How you treat others reflects your relationship with God since He created and values everyone. When you respond to bullies in love, they notice and might even change their attitude toward you. Proverbs 15:1 says, “A gentle answer turns away wrath, but a harsh word stirs up anger.”
At the same time, if the bullying is negatively affecting you—mentally, emotionally or physically—do not allow yourself to remain in danger, but seek support from a trusted adult or authority figure. Remember that our strength comes not from ourselves, but from God who cares about us and gives us hope. Let that give you confidence to endure. Psalm 34:4-5 says, “I sought the Lord, and He answered me; He delivered me from all my fears. Those who look to Him are radiant; their faces are never covered with shame.”

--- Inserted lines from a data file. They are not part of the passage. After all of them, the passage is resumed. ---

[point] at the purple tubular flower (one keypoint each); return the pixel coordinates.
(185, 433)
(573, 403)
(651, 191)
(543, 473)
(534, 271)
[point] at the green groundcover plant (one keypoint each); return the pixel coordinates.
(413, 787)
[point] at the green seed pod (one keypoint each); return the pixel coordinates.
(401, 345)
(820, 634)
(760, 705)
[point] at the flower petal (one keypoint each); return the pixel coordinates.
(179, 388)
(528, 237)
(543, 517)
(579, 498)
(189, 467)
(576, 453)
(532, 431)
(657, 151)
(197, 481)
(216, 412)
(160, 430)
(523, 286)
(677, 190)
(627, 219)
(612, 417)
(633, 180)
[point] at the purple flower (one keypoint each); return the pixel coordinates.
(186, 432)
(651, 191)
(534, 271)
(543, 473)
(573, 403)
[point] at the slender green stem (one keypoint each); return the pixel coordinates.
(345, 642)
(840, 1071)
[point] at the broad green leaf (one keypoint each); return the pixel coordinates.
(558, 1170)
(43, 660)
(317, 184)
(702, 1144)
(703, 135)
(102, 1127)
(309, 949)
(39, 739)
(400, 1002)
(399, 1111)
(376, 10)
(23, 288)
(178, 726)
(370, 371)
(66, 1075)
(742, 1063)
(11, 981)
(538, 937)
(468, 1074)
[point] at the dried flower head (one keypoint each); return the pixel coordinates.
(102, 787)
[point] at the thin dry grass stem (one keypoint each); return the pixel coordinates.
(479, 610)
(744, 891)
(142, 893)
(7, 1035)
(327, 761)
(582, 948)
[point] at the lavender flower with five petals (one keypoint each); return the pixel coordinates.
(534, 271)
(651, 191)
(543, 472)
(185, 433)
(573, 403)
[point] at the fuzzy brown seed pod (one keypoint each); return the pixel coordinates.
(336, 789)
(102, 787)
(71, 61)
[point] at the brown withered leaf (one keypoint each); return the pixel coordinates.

Sometimes, it’s wise to even flee from a bully. Out of jealousy, King Saul in the Bible chased David, and David fled (1 Samuel 19-24). Fleeing from a bully isn’t cowardly; it’s often the best choice when we can’t protect ourselves. Ask God for wisdom in how you should respond, and trust Him to bring justice.
If it is a fellow Christian who is wronging you, Matthew 18:15-17 says to point out the wrongdoing to the person. If that person doesn’t listen, ask one or two others to approach him or her with you. If that doesn’t change anything, bring the issue to your church.
Regardless of the situation, we can find comfort and protection in God. Psalm 46:1 says, “God is our refuge and strength, an ever-present help in trouble.” Let His strength encourage you today.
Ephesians 5 & 6 calls husbands to defend their families and businesses. And it’s up to parents to try to protect their children from danger.
If your child is being bullied, don’t assume it will just go away. It might help to role-play how your child can respond so that he or she feels prepared to face the bully. Keep the line of communication open with your children, and don’t hesitate to get another adult or school administrator involved to help resolve the issue.